At the time, it was the sovereign debt trades that were being watched and resulted in the dismissal of MF Global’s then risk manager Michael Roseman.
Analysis suggests sovereign debt trades would lead to the downfall of MF Global
Critics say Roseman conducted the type of standard risk analysis that should have been applied by MF Global’s accounting, as his research accurately predicted that the sovereign debt trades in question would lead to the downfall of the company. He was fired by MF Global for questioning what has become known as “Corzine’s trades.”
The accounting firm PwC made no mention of such issues that were evident to many inside the derivatives industry. This absence of critique of MF Global’s financial condition was followed by the issuance of accounting reports that were called intentionally confusing, leading many MF Global customers to question the firm.

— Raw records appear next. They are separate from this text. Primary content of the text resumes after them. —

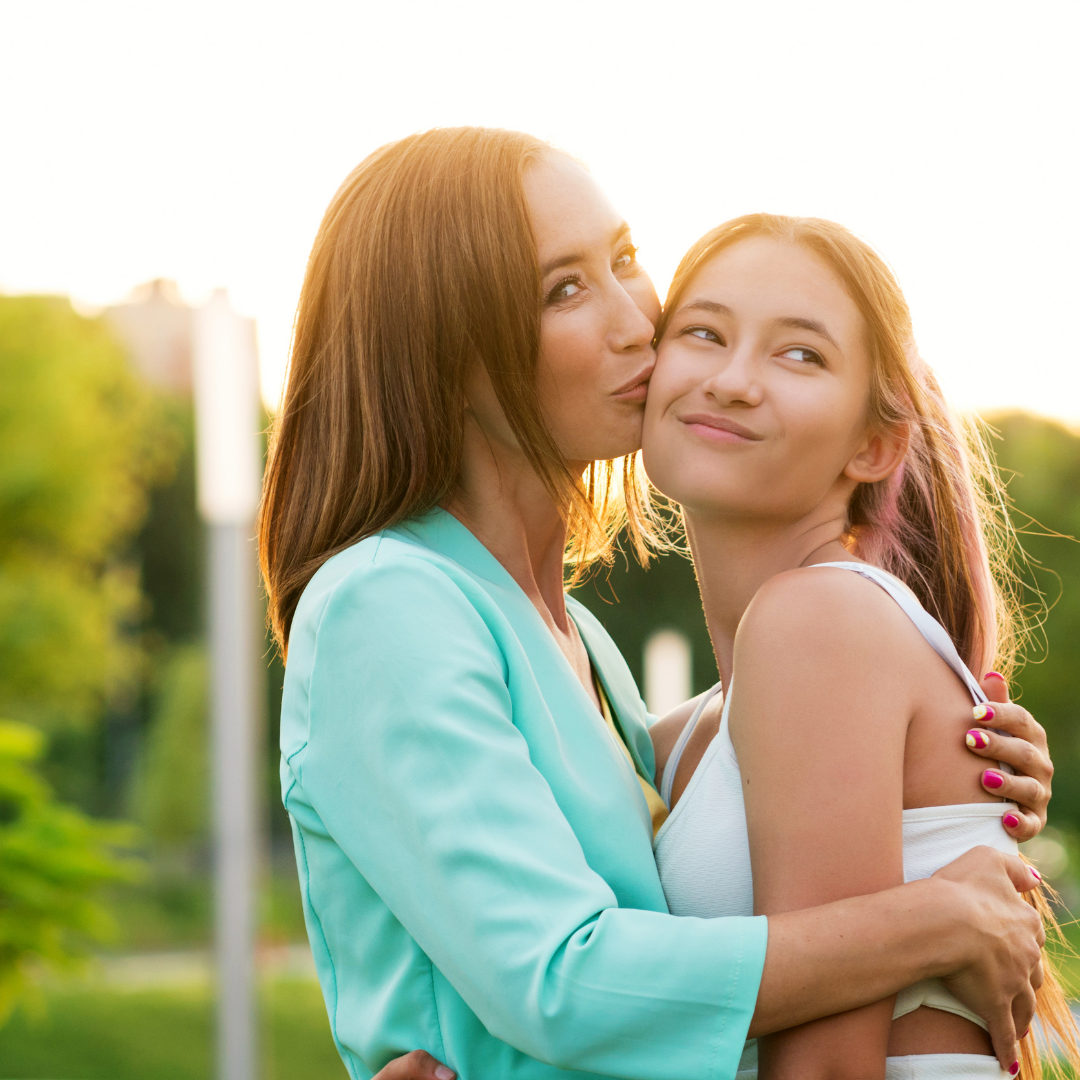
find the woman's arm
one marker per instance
(428, 773)
(812, 697)
(416, 768)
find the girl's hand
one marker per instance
(1026, 752)
(418, 1065)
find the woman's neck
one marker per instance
(733, 558)
(503, 503)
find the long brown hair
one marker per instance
(940, 523)
(423, 262)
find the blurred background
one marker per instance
(153, 152)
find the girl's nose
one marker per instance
(737, 382)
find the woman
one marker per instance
(473, 836)
(811, 454)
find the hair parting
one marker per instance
(424, 262)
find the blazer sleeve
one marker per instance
(418, 772)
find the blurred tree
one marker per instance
(80, 440)
(171, 788)
(1040, 461)
(632, 603)
(53, 861)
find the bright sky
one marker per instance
(201, 142)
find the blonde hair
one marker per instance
(940, 522)
(424, 261)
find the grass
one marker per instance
(98, 1033)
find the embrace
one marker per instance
(509, 868)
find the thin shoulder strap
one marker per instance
(671, 767)
(925, 622)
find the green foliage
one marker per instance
(80, 439)
(53, 862)
(632, 603)
(171, 788)
(117, 1033)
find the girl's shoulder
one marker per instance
(827, 617)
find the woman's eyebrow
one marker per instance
(796, 322)
(564, 260)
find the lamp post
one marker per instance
(226, 394)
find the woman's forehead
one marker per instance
(566, 205)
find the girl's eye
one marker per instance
(566, 288)
(704, 333)
(804, 355)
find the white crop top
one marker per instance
(703, 853)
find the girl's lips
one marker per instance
(637, 393)
(718, 429)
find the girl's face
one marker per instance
(758, 404)
(599, 313)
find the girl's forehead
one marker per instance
(763, 277)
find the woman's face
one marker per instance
(599, 312)
(758, 403)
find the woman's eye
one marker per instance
(566, 288)
(804, 355)
(704, 333)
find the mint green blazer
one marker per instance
(475, 853)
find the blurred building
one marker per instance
(156, 327)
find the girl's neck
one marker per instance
(734, 557)
(502, 502)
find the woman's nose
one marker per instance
(631, 327)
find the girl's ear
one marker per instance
(879, 455)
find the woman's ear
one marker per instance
(879, 455)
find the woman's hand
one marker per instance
(1025, 752)
(418, 1065)
(1001, 966)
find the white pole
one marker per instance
(667, 661)
(226, 392)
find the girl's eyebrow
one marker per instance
(796, 322)
(711, 306)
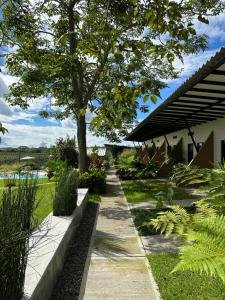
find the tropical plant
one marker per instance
(16, 224)
(126, 158)
(203, 235)
(55, 168)
(65, 199)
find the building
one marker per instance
(190, 124)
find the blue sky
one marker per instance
(27, 128)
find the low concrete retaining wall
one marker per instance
(48, 250)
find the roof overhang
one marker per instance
(200, 99)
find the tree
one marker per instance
(98, 55)
(65, 150)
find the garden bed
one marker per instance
(49, 246)
(70, 280)
(185, 285)
(147, 190)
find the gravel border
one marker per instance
(69, 282)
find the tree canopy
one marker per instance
(101, 56)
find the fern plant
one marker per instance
(204, 238)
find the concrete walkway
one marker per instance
(118, 267)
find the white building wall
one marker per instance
(201, 132)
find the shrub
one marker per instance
(55, 168)
(16, 210)
(126, 157)
(127, 173)
(65, 199)
(94, 179)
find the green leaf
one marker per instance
(203, 20)
(146, 97)
(154, 99)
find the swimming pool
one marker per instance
(23, 175)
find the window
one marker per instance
(223, 151)
(190, 152)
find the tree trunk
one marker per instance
(82, 147)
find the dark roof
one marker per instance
(198, 100)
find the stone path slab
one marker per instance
(118, 267)
(160, 243)
(149, 205)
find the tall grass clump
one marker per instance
(65, 199)
(16, 211)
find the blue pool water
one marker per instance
(22, 176)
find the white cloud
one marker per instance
(35, 135)
(214, 30)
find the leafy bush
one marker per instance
(204, 234)
(16, 210)
(126, 157)
(127, 173)
(94, 179)
(55, 168)
(65, 199)
(190, 175)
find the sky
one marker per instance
(25, 127)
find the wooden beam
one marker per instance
(192, 136)
(207, 91)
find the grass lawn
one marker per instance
(44, 200)
(141, 217)
(183, 285)
(146, 190)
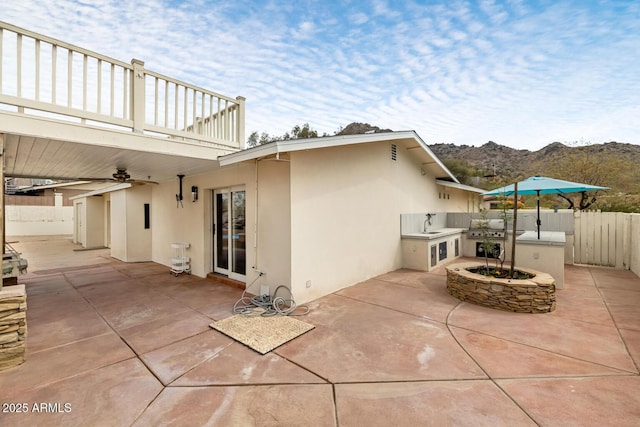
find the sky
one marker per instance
(520, 73)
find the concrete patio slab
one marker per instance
(173, 361)
(129, 344)
(114, 395)
(507, 359)
(398, 346)
(606, 401)
(237, 364)
(278, 405)
(435, 403)
(58, 363)
(548, 332)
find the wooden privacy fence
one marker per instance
(603, 238)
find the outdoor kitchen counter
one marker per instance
(425, 251)
(545, 254)
(434, 234)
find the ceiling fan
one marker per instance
(122, 176)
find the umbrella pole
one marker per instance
(538, 222)
(515, 221)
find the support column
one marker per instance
(2, 207)
(137, 95)
(241, 114)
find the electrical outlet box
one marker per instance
(264, 290)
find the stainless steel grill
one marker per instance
(492, 228)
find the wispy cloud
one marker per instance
(519, 73)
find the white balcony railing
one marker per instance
(41, 75)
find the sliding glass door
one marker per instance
(229, 251)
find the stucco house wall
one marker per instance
(130, 240)
(635, 244)
(192, 222)
(345, 213)
(318, 218)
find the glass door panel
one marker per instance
(230, 233)
(238, 256)
(222, 233)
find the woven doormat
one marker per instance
(262, 333)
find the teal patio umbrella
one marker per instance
(542, 185)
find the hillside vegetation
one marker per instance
(611, 164)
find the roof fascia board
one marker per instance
(278, 147)
(291, 145)
(460, 186)
(435, 158)
(117, 187)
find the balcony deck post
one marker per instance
(240, 135)
(137, 95)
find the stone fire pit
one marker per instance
(535, 295)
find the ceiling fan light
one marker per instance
(121, 175)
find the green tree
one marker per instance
(297, 132)
(587, 165)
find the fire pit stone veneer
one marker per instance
(535, 295)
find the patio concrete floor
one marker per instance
(129, 344)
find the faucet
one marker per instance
(427, 221)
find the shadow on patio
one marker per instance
(129, 344)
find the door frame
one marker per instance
(214, 240)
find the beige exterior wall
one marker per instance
(274, 224)
(38, 220)
(94, 220)
(130, 241)
(193, 222)
(345, 213)
(635, 244)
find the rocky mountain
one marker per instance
(360, 128)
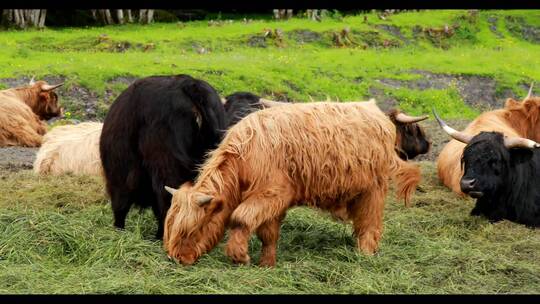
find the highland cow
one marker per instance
(338, 157)
(70, 149)
(156, 133)
(500, 173)
(516, 119)
(19, 126)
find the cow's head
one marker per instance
(486, 159)
(411, 140)
(195, 223)
(39, 96)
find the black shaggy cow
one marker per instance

Earlier this spring the estate of MF Global sued PwC for $1 billion, charging that improper accounting advice helped cause MF Global’s 2011 collapse, saying PwC delivered “flatly erroneous” advice regarding its accounting for the European sovereign debt that was the tipping point to push MF Global into bankruptcy.
Judge Victor Marrero has ruled in the matter on one part, rejecting PwC’s request to dismiss the case on the grounds it involved two wrongdoers. Known as the “in pari delicto” doctrine, which translated from Latin means “in equal fault,” the judge was quoted in the article saying a ruling in PwC’s favor on that matter “would effectively put an end to all professional malpractice actions against accountants.”
MF Global’s former customers had charged PwC allegedly failed to investigate and report on MF Global’s accounting issues, but a federal judge dismissed this lawsuit earlier this year.
While all customer money “lost” during the questionable asset transfers has been returned to customers, creditors of the firm are still in the lurch for money they are owed.